Ma première expérience a été extrêmement formatrice. Etant bègue (apparemment ça a été mis sur le coup d'une dyssynchronie psychomotrice), j'ai été suivi quelques années par une orthophoniste, et elle en est arrivée à me conseiller comme professeur particulier auprès d'enfants qui avaient des difficultés réelles.
Mon premier élève, en particulier, était absolument incapable de pensée abstraite. Par conséquent, sur le tas, j'ai appris à enseigner des choses concrètes, à montrer à mes élèves quelle était la place des éléments que je leur apportais dans le monde qui les entoure. En permanence d'ailleurs, quelle que soit la formation que je dispense.
Le "témoignage retour" que j'ai toujours reçu a toujours été spontané et positif.
De la même façon, j'utilise énormément l'anecdote, la mise en scène, en essayant de montrer à mes élèves qu'ils pourraient être DANS la situation. Je leur donne un moyen de se projeter et de reconstruire ce que j'enseigne autour d'eux. Dernier exemple en date, comment le peuple vivait autour du roi soleil en partant des expressions "comment allez vous" pour arriver au "God Save the Queen" (en plus, c'est pipi caca comme histoire, ça marche à tous les coups)
La deuxième chose, c'est la dédramatisation. Dédramatiser tout autant la matière que notre position en tant que professeur, autant en travaillant sur soi que pour les élèves.
D'une part ça rejoint ce que je lis au dessus : il faut être soi. On est humain avant d'être un professeur, et même s'il y a une notion de "rôles" différents qu'il est important de respecter, il ne faut pas ni surjouer, ni cabotiner.
A titre d'exemple, prenons la commedia dell'arte. Il existe un personnage qui représente assez bien le "professeur en chaire", "l'autorité suprème", que l'on appelle le magnifico. Il a une autorité circonstantiellement admise et naturelle, parce qu'il représente justement l'autorité. Et il est chiant à jouer.

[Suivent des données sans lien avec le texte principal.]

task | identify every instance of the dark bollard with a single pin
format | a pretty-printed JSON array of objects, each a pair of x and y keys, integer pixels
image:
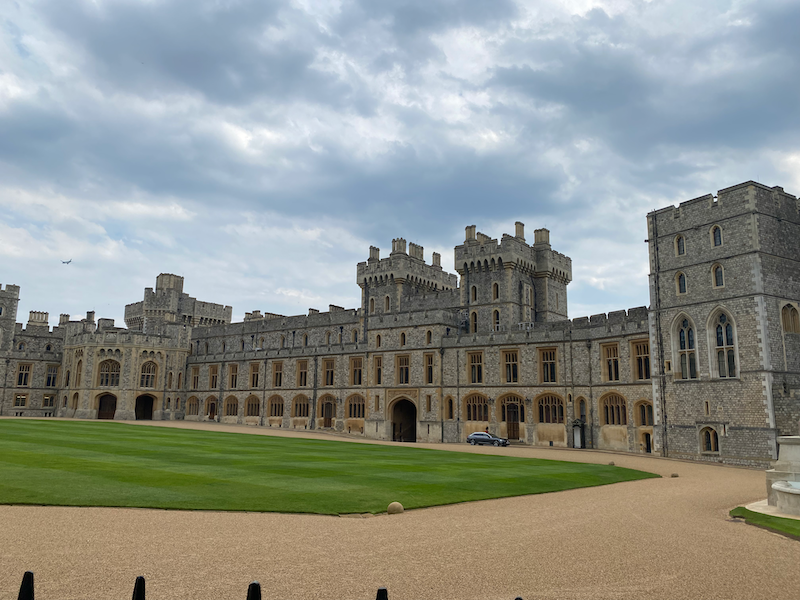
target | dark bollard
[
  {"x": 138, "y": 589},
  {"x": 26, "y": 588},
  {"x": 254, "y": 591}
]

En fait, il est injouable si on ne le fait pas déchoir, et le meilleur moyen de le faire, c'est de le faire sortir de ses gonds.
La posture de l'enseignant ne doit pas être une autorité figée, car comme le chêne elle casse. Je pense effectivement qu'il faut être soi, et rappeler que la meilleure des conditions pour tout le monde, c'est celle ou le professeur est heureux d'enseigner, et les élèves heureux d'apprendre pour eux, et pas pour les autres.
Ce qui me mène au deuxième point de la dédramatisation. Dans une classe, on va bien sur avoir les bons éléments, mais également ceux qui ont été "crispés", "figés" par une mauvaise expérience. La conclusion à laquelle un élève arrive souvent dans ces conditions, c'est que la matière "n'est pas faite pour lui". Que ce sera "toujours trop difficile".
Faire comprendre que oui, on ne peut probablement pas être fort partout. Mais que même si on est nul dans une matière, elle peut être tout aussi intéressante, et qu'en s'y intéressant il y a moyen de progresser. Pour moi, un élève qui me dit "je suis toujours aussi nul, mais maintenant j'aime bien", c'est déjà une énorme victoire.
A titre personnel, je ne conçois pas une pédagogie "sans jeux". Quand je me positionne comme "guide éclairé" et pas comme "tuteur", j'engage un jeu. Quand la classe devient une équipe, elle gère d'elle même les récalcitrants.
Quand Augusto Boal a voulu faire un manuel pédagogique du théatre de l'opprimé (un théatre par et pour le peuple), il a appelé son manuel "jeux pour acteurs et non acteurs". Objectivement pourtant à mon sens, le théâtre de l'opprimé reste à mon sens une des formes de théâtre les plus difficiles qui soient.